« C'est le pays de vos enfants que vous devez aimer ».
(Ainsi parlait Zarathoustra. Des vieilles et nouvelles tables n°12)
Évidemment ! Quoi d'autre ? Quoique. Imaginons. Des choses improbables, absurdes.
Imaginons un pays qu'on nommerait d'un vieux nom, une vieillerie exhumée des violences médiévales. Ce ne serait pas une blague, ne riez surtout pas. Ce ne serait pas non plus un moment de cinéma-nostalgie en costumes d'époque et tout et tout. Non, non, on y croirait dur comme fer. On l'aimerait tant qu'on lui sacrifierait comme à un Moloch ses enfants, des vrais enfants d'aujourd'hui, faits en vraie chair, en vrais désirs, en vraie vie.
Ailleurs encore, on en sacrifierait plein d'autres, d'enfants, au nom d'ancêtres vénérés, de bout de terre fétichisé. Ou même au nom des deux. Sans oublier le nom de quelque Dieu. Du côté de Donetsk, vers Gaza ou Jérusalem. Et puis ici et là en Afrique, en Asie.
On enrôlerait ses enfants dans les vieilles guerres. On leur donnerait pour guides des fantômes. On n'aimerait pas le pays de ses enfants, on aimerait le pays de ses morts. Parce que ce qu'on aimerait vraiment, ce serait la mort elle-même, d'un amour passionné, exclusif ...
Que de choses improbables, absurdes, n'est-ce pas ? Nous avons décidément trop d'imagination. Ou trop peu ?

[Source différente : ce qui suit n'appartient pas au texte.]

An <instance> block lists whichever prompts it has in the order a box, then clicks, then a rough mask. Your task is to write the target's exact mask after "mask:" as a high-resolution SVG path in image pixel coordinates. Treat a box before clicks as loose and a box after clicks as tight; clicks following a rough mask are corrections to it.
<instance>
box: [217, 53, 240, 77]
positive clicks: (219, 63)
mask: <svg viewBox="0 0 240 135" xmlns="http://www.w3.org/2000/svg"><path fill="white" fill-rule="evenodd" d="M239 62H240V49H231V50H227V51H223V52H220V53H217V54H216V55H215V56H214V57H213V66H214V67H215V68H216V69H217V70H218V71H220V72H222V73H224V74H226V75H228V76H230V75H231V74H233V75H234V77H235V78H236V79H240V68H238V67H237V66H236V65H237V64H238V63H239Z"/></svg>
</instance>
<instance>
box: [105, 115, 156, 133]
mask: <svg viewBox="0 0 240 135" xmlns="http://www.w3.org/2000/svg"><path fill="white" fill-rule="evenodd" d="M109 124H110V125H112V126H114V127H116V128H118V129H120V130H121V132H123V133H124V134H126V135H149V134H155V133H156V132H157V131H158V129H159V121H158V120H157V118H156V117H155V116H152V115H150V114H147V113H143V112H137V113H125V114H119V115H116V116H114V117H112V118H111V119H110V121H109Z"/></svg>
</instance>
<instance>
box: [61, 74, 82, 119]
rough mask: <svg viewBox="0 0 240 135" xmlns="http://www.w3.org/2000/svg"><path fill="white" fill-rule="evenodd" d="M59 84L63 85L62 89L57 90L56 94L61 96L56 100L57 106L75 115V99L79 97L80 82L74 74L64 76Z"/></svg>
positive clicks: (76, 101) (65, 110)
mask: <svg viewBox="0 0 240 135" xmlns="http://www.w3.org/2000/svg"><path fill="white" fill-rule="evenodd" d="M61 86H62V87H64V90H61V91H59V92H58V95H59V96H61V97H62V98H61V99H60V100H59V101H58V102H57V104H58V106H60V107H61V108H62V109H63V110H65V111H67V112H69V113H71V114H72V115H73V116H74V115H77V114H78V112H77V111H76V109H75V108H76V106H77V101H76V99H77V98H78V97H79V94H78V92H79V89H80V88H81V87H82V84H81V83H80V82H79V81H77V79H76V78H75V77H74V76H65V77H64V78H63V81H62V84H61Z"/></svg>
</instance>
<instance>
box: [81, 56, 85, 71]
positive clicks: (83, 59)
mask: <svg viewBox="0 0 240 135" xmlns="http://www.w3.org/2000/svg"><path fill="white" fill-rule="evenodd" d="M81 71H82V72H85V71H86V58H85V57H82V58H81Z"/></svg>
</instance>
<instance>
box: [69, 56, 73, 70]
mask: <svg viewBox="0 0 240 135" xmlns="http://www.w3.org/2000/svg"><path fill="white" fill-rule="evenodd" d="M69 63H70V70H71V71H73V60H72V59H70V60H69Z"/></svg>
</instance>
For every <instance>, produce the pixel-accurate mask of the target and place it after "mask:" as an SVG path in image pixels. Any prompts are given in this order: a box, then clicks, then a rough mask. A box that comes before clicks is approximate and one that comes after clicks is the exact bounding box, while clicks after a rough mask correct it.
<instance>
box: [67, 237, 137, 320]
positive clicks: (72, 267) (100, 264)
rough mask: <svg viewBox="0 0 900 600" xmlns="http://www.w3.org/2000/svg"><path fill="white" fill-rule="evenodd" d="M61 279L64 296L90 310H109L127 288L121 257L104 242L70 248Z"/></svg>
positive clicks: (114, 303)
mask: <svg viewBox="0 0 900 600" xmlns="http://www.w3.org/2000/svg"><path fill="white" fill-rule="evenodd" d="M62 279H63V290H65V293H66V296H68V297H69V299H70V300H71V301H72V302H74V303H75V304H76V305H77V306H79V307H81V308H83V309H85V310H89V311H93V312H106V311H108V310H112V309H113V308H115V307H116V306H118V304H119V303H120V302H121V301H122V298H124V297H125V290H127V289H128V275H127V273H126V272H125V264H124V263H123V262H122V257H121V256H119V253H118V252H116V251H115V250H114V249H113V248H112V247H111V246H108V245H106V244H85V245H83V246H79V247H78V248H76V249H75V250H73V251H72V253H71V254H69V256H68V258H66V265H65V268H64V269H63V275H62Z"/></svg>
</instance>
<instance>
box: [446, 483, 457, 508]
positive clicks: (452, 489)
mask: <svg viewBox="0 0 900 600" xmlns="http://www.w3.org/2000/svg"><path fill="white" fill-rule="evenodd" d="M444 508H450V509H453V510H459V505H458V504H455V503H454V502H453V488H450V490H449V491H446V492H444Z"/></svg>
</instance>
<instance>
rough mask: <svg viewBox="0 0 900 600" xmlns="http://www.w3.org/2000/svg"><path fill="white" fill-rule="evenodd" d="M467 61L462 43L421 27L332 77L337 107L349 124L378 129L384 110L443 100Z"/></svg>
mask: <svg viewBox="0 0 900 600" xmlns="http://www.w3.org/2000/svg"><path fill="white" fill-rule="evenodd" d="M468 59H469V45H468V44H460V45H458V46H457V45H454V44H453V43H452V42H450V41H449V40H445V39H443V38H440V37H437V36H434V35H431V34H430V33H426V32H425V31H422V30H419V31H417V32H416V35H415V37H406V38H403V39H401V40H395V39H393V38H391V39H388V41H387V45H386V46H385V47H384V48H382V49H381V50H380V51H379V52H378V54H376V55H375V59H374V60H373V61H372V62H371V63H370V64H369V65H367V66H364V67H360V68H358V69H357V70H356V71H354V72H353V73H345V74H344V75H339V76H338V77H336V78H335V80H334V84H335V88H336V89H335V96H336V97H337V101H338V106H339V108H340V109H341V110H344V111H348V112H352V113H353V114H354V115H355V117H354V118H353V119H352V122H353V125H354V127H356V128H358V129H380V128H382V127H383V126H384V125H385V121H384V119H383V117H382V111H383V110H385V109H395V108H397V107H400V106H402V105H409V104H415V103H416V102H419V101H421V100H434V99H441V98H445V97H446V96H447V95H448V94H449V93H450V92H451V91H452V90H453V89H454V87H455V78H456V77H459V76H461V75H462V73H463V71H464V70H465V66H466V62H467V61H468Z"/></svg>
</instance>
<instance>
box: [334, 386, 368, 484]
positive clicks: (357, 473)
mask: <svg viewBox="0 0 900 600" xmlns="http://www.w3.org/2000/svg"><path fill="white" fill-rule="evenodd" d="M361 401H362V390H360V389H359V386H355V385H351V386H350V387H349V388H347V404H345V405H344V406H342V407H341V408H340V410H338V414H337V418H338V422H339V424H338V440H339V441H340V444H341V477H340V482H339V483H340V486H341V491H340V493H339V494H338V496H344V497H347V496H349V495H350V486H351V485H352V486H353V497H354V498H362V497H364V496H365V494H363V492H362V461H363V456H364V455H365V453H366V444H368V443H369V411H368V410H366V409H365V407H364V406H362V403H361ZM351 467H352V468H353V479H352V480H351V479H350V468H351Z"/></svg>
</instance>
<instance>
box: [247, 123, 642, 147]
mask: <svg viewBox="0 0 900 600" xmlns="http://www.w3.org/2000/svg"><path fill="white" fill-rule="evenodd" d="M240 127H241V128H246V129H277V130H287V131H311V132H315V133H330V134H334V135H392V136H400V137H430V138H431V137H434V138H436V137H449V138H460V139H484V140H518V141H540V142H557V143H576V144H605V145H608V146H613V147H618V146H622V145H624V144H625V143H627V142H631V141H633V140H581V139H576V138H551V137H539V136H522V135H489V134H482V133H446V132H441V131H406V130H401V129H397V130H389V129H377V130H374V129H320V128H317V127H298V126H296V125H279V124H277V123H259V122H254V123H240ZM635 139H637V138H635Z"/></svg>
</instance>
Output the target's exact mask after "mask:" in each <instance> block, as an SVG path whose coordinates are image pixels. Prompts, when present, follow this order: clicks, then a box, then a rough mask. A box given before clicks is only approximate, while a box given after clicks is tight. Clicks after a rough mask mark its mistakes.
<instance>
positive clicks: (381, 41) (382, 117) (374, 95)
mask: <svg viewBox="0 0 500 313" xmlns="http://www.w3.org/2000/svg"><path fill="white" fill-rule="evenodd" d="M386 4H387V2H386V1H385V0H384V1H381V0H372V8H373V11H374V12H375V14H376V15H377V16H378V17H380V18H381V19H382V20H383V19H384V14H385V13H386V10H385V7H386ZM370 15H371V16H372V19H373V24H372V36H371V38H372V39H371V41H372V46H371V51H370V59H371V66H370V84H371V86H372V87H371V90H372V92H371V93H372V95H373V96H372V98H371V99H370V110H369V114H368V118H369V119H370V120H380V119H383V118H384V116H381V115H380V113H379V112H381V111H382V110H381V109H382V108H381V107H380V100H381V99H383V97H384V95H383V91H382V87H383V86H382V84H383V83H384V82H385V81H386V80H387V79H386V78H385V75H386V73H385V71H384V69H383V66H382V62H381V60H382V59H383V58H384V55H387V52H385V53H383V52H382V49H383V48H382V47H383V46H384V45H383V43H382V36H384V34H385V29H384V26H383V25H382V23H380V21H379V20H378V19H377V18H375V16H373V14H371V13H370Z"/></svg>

« Je n'aimerai plus que le pays de mes enfants, l'île inconnue au cœur des mers lointaines ; c'est sur elle que je mettrai le cap, sans me lasser. » (Du pays de la culture)
Pays de la culture (on traduit aussi civilisation). Pays « adieu folie suicidaire bonjour raison ». Adieu raison d'état à tous les sens (surtout état de guerre), bonjour raison du devenir.
Pays de la raison de vivre.
Autant que l'ami Friedrich, papa Sigmund sait trouver les mots :
La culture est un procès particulier se déroulant à l'échelle de l'humanité (…) un procès au service d'Eros, qui veut regrouper des individus humains isolés (...) en une grande unité, l'humanité.(...) Mais à ce programme de la culture s'oppose la pulsion d'agression naturelle des hommes, l'hostilité d'un seul contre tous et de tous contre un seul. (…) Ce combat est le contenu essentiel de la vie en général et c'est pourquoi le développement de la culture doit être, sans plus de détours, qualifié de combat vital de l'espèce humaine.
Freud (Malaise dans la culture. 1929)
Bien dit. Cultivons- « nous ». La seule culture vraiment bio.